The products distributed by NETKUM are subject to the respective export regulations of the countries of origin and Switzerland. The customer undertakes to apply for a special export license from the competent authority (currently the Import and Export Section of the Federal Department of Economic Affairs) before any re-export of the products. This obligation must be transferred to the respective purchaser upon sale or other transfer of the products, with the obligation to pass it on.


15 software programs

15.1 The terms of use and warranty conditions relating to the software products, programs, manuals, and other documentation supplied by NETKUM are governed by the specific provisions of the respective software manufacturer, which are contained in particular in the software license agreement between the software manufacturer and the user/end customer.

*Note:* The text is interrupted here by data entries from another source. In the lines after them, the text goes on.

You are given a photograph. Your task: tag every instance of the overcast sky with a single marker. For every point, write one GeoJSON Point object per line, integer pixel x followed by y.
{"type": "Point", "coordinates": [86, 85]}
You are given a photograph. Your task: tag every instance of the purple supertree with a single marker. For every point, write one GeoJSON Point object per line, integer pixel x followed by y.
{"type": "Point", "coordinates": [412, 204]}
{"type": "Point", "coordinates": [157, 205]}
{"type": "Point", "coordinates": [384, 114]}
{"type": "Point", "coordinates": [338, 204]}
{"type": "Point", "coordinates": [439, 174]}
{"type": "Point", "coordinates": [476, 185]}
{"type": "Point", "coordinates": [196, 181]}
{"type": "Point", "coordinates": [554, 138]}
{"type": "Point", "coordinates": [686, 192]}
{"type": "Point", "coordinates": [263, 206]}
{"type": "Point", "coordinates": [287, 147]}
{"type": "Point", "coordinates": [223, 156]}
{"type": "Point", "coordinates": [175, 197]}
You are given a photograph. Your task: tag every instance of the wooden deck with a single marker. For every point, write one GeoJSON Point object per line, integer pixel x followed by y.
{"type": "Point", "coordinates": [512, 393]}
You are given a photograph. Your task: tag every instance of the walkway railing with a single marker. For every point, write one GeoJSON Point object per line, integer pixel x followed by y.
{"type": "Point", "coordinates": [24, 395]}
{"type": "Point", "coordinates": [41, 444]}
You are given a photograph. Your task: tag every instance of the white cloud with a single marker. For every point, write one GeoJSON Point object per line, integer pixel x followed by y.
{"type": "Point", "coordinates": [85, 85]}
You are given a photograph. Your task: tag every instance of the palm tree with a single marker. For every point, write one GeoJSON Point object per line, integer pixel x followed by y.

15.2 When reselling or otherwise transferring the software products, the customer undertakes to transfer the obligations arising from the software manufacturer's terms of use and warranty to the respective purchaser, together with the obligation to pass on these obligations.


16 Manufacturer reporting, data protection

16.1 The customer acknowledges that NETKUM processes customer-related data such as sales prices and quantities as well as names and addresses of customers and passes this data on to manufacturers/suppliers as part of periodic manufacturer reporting.

16.2 Furthermore, the customer agrees that NETKUM may process customer-related data for the purpose of checking the customer's creditworthiness and disclose it to the credit insurance company commissioned by NETKUM.


17 Transfer
Rights and/or obligations arising from individual contracts (deliveries, services) may only be transferred by the customer with the prior written consent of NETKUM.


18 Place of jurisdiction and applicable law
The exclusive place of jurisdiction is the registered office of NETKUM. However, NETKUM is also entitled to sue the customer at their registered office.
The legal relationship is governed exclusively by Swiss substantive law. The provisions of the Vienna Sales Convention (CISG) and the conflict of law rules of the Federal Act on Private International Law are expressly excluded.


19 Validity
These terms and conditions are valid until further notice. They may be amended by NETKUM at any time.